Hapus Ambang Batas Capres 20%

MK mengabulkan permohonan empat mahasiswa bernama Enika Maya Oktavia, Rizki Maulana Syafei, Faisal Nasirul Haq dan Tsalis Khoirul Fatna. Permohonan mereka itu terdaftar sebagai perkara nomor 62/PUU-XXII/2024.

Dalam petitumnya, para pemohon meminta MK untuk:

1. Mengabulkan permohonan Para Pemohon untuk seluruhnya.

2. Menyatakan Pasal 222 Undang-Undang Nomor 7 Tahun 2017 tentang Pemilihan Umum bertentangan dengan Undang-Undang Dasar Negara Republik Indonesia Tahun 1945 dan tidak memiliki kekuatan hukum mengikat.
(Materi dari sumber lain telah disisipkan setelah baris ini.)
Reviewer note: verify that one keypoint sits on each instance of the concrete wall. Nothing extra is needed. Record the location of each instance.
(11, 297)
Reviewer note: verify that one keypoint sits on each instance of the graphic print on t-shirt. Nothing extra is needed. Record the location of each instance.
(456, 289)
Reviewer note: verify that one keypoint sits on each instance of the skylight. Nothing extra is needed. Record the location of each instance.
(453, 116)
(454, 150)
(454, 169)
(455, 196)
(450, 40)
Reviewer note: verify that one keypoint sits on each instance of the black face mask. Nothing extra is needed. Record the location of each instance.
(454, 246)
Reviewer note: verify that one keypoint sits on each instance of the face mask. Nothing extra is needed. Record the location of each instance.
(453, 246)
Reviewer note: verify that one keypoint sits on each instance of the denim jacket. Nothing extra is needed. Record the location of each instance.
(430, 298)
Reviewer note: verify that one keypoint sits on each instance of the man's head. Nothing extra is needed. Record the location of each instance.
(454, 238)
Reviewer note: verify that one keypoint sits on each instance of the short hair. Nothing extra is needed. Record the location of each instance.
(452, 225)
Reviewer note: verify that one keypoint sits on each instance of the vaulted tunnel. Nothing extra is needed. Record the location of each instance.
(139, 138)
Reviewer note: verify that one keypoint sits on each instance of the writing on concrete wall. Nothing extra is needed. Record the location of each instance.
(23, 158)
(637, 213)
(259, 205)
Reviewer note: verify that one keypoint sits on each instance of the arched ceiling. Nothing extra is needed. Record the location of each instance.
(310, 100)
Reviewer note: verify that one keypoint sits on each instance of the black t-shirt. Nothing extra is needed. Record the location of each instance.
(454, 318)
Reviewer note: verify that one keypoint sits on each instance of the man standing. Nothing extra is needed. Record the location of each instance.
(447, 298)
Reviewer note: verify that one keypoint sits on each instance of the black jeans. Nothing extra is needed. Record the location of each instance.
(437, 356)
3. Memerintahkan pemuatan putusan ini dalam Berita Negara Republik Indonesia sebagaimana mestinya.

Atau Apabila Mahkamah Konstitusi berpendapat lain, mohon putusan yang seadil-adilnya (ex aequo et bono).

Adapun isi pasal 222 UU Pemilu yang digugat itu ialah:

Pasangan Calon diusulkan oleh Partai Politik atau Gabungan Partai Politik Peserta Pemilu yang memenuhi persyaratan perolehan kursi paling sedikit 20% dari jumlah kursi DPR atau memperoleh 25% dari suara sah secara nasional pada Pemilu anggota DPR sebelumnya.

Para pemohon mengajukan gugatan karena menanggap presidential threshold yang didasarkan pada hasil Pemilu sebelumnya melanggar Pasal 22E ayat (1) UUD 1945. Mereka mengatakan penggunaan suara sah pemilu sebelumnya untuk mengajukan capres-cawapres tidak masuk akal.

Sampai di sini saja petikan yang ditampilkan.